# An Easy Sanov-Type Theorem for Markov Chains?

First, the (simple!) setup:

I have a Markov chain X t on some finite state space Ω with stationary distribution π, and a function f from Ω to R. I'd like to estimate the integral of f with respect to π, which I'll write E π (f). There are theorems which say that

$\frac{1}{n} \Sigma_{t=1}^{n} f(X_{t})$ converges to E π (f) as n goes to infinity.

Now, if the $X_{t}$ were iid, then the Berry-Esseen theorem would give error rates in terms of n and (say) the maximum value of f.

Are there similar theorems which give error rates in terms of n, the maximum value of f, and one (or several) of the frequently computed statistics of finite state Markov chains, like relaxation time, mixing time, covering time, etc?

I'm vaguely aware of Sanov-type theorems for Markov chains, which give large-deviation results, but not in terms of these sorts of quantities, and I don't see how to convert the bounds immediately. Alternatively, I'd be very happy if anyone can give a reference for places that people have actually computed the sorts of error terms that do show up in statements of Sanov's theorem for some simple random walks.

EDIT: Added Mark's comments, so that the question might actually make some sense now. In particular, fixed a missing f, and the rather more important mistake that in fact the CLT doesn't give any sort of quantitative bounds by itself.
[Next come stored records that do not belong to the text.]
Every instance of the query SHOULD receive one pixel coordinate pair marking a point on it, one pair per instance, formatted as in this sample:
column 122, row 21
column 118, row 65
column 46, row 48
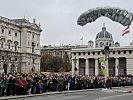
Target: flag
column 103, row 67
column 125, row 31
column 81, row 38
FURTHER EDIT: I accepted D. Zare's answer, since it certainly works. If anybody is interested in this question, I have since seen a bunch of articles, the latest of which is 'Optimal Hoeffding Bounds for Discrete Reversible Markov Chains' by C. Leon, which are a bit more specialized to the Markov chain case. I have also been told that Brad Mann's thesis is worth reading on the subject, but haven't yet picked up a copy myself.

• I think you mean something other than $\frac{1}{n} \sum_t X_t$. – Steve Huntsman Jan 27 '10 at 13:41

The sequence of states of a Markov chain with a finite state space is a good example of a sequence of weakly dependent random variables. A convolution like a moving average is another. There are plenty of versions of central limit theorems for weakly dependent sequences, and even versions of the Berry-Esseen theorem with weak dependence.

The variance of the sum picks up some covariance terms (the cross terms of the second moment don't vanish, although they can be estimated in terms of the mixing time and $f_{max} - f_{min}$), and the Berry-Esseen-like bounds get a little worse.

I assume you meant $\frac{1}{n}\sum_{t=1}^n f(X_t)$ converges to $\mathrm{E}_\pi (f)$. I'll also quibble and point out that the (classical) CLT doesn't give error rates in terms of n, but the Berry-Esseen theorem does.